What Are Unregistered Stock Offerings?
When describing a security, the most common example is that of a public company’s stock, sold on an exchange such as the NYSE or NASDAQ, in which investors receive “stock certificates” that authenticate their ownership.
However, the selling of any “investment” in a company, whether debt or equity, and no matter what form it is recorded in, is considered to be a sale of securities.
Regardless of what type of security is being sold to the public, it must be registered with the SEC before the date of sale.

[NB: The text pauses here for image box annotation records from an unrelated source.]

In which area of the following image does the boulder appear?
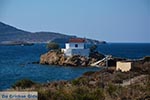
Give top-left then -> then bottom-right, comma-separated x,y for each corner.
40,51 -> 104,67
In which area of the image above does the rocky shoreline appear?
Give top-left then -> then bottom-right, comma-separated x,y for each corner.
10,55 -> 150,100
40,51 -> 105,67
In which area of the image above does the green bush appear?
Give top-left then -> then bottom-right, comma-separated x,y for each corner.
12,79 -> 36,89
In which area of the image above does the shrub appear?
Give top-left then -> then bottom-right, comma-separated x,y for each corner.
47,42 -> 59,50
12,79 -> 36,88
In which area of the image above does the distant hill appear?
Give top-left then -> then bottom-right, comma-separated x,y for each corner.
0,22 -> 105,43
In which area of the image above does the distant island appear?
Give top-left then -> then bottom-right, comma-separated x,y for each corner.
0,22 -> 106,45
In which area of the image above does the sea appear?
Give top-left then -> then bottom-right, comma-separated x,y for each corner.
0,43 -> 150,90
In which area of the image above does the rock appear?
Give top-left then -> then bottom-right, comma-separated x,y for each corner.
40,51 -> 104,67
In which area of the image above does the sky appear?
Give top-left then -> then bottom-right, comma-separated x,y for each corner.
0,0 -> 150,43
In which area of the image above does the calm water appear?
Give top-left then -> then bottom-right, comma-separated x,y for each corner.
0,43 -> 150,90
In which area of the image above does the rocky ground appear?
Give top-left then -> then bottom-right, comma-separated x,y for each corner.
12,56 -> 150,100
40,51 -> 105,67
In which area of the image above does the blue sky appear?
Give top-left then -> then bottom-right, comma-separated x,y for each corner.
0,0 -> 150,42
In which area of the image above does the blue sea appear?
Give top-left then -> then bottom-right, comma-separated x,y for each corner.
0,43 -> 150,90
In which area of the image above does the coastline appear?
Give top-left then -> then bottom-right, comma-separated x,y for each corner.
8,57 -> 150,100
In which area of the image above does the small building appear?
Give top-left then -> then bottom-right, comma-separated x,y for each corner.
116,61 -> 132,72
62,38 -> 90,57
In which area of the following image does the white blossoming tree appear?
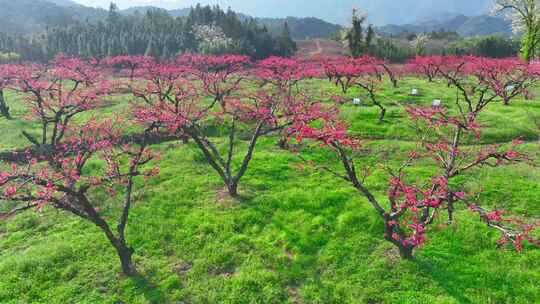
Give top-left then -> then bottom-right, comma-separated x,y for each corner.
193,25 -> 236,55
492,0 -> 540,61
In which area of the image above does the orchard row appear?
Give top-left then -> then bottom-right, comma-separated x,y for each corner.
0,55 -> 540,275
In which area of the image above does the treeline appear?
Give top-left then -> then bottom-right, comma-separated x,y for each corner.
344,11 -> 520,63
368,35 -> 520,63
0,4 -> 296,61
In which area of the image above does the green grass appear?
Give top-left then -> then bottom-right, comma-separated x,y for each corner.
0,79 -> 540,303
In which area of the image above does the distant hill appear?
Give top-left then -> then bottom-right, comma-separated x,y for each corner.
256,17 -> 342,40
377,15 -> 512,37
0,0 -> 106,34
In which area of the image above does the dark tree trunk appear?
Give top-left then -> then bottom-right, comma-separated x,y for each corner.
278,136 -> 289,150
398,245 -> 414,260
227,182 -> 238,198
0,90 -> 11,119
114,241 -> 137,277
377,104 -> 386,122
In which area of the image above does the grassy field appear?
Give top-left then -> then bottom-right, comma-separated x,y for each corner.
0,79 -> 540,303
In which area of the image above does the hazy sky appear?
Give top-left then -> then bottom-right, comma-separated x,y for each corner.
69,0 -> 492,25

In fact, before a company or brokerage firm can even offer, publicize, promote, solicit interest in, or sell securities to the public, they must be officially registered with the SEC. If a security is sold or offered to the public without following this procedure, it is an unregistered security. Doing so is a violation of the Federal securities laws and considered a fraud.

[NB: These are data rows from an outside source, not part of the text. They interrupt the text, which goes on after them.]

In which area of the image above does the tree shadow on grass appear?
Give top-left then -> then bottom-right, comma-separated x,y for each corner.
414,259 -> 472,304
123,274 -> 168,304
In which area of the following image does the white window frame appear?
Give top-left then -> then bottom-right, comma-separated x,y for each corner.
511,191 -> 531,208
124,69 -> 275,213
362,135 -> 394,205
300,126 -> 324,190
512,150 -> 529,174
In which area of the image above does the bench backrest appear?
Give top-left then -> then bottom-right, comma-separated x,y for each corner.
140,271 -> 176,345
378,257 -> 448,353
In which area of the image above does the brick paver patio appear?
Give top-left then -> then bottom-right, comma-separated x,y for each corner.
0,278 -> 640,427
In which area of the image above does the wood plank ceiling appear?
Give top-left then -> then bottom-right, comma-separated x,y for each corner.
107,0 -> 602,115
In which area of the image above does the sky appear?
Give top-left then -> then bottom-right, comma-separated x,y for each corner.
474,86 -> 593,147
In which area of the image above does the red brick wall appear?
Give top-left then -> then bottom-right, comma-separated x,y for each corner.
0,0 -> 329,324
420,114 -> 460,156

There are no minimum number of violations that must occur for the Commission to initiate whistleblower cases based on unregistered stock offerings. SEC whistleblower cases can be brought for as little as one promotion or sale of an unregistered security.
Exempt Transactions: Exceptions To Registration
As with most other areas of securities law, there are exemptions to the registration rules that allow for the sale of specific types of unregistered securities in certain situations. These rules are part of the Securities Act of 1933 and commonly known as Regulation D or “Reg D”.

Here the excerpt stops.